We Like to See The Good Guys Win!

Underbidding a Job

by Michael Stone

We received the following note today from our website - this type of situation happens all too often, but not everyone has the courage to face it as our writer has. All identifying information has been removed to protect privacy.

I am a contractor and I have underbid a house by 14000$. I am almost done and just figured that out. I can not afford this loss. What can I do besides bankruptcy? I have copied all the bills and gave them to the homeowner to try to get him to help me out.

My Response:

Sorry, I don't believe in bankruptcy. That, at least to me, shows the individual refusing to accept responsibility for their own action or lack of action. In my opinion, attorneys promote bankruptcies because their meter is running during the whole process and they get their money regardless of how it all washes out.

Next I would suggest you get our Fast Track Estimating program and that will eliminate these kind of errors. It would take a bit of work to adjust the database to suit your company, but based on your note it would be time well spent.

As to what you should do now: I would get back with the owner and tell them what bills you can't pay. Tell them to write a check directly to the supplier or sub-contractor as the case may be and this will probably stop liens being filed against their home.

Most owner's faced with this problem, pay the bills.

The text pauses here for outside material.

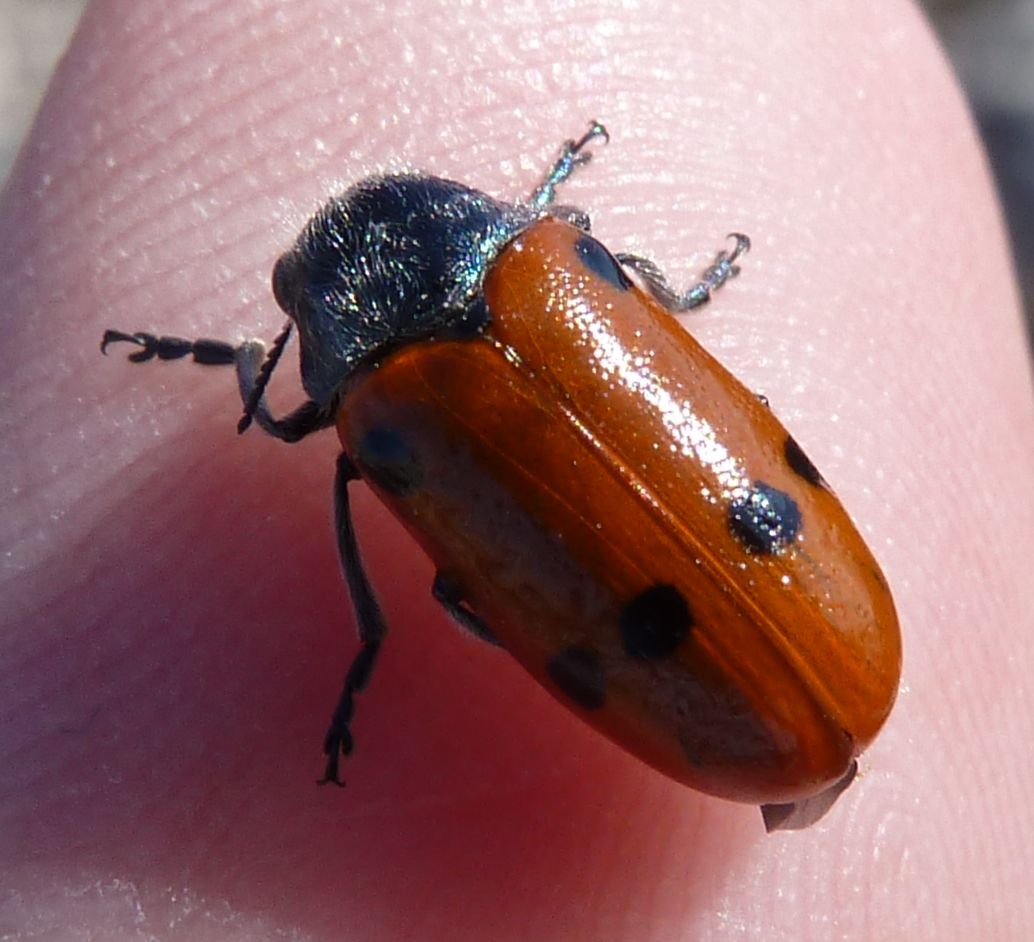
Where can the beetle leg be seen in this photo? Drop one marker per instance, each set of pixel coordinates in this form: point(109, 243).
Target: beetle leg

They yell and scream about contracts and price quotes, but errors in estimating by contractors do happen. The other side of this is if they don't pay the bills, they will have liens placed against their home immediately by the subs and suppliers. If they come back at you claiming a default on the contract, they may or may not be right depending on how the contract is worded. However, being right and then pursuing it through the court will end up costing them a lot more than if they just paid the bills and were done with the whole thing.

Be real careful here and don't agree to sign anything or pay anything unless and until you are very clear what is going on and that you are going to get out of this without spending any more of your own money. Check with your attorney on everything..........FIRST.


It would seem to me that a guy who is struggling like this may not be able to afford to check first with his attorney, or didn't have one to begin with.

There are many places where you can get free legal advice. The first one might be a bookstore or an office supply store that has publications on legal issues such as this one.

Tough situation and good advice for the next estimate.


Thanks for your note. We appreciate your comments.

I personally think that the young fellow that underbid the job has to call an attorney on this. I don't believe he can afford not to. A few hundred dollars is far cheaper than spending the thousands that he left off his estimate or that he will certainly be forced to spend if the customer files a lawsuit against him for non-payment of contractual obligations.

You're right that it's a tough situation to be in. The good side is that he put his ego in his pocket, got busy and tried to find an answer as soon as he knew he was short on his estimate.

That is the smart way to run any business. Stuff happens to us all.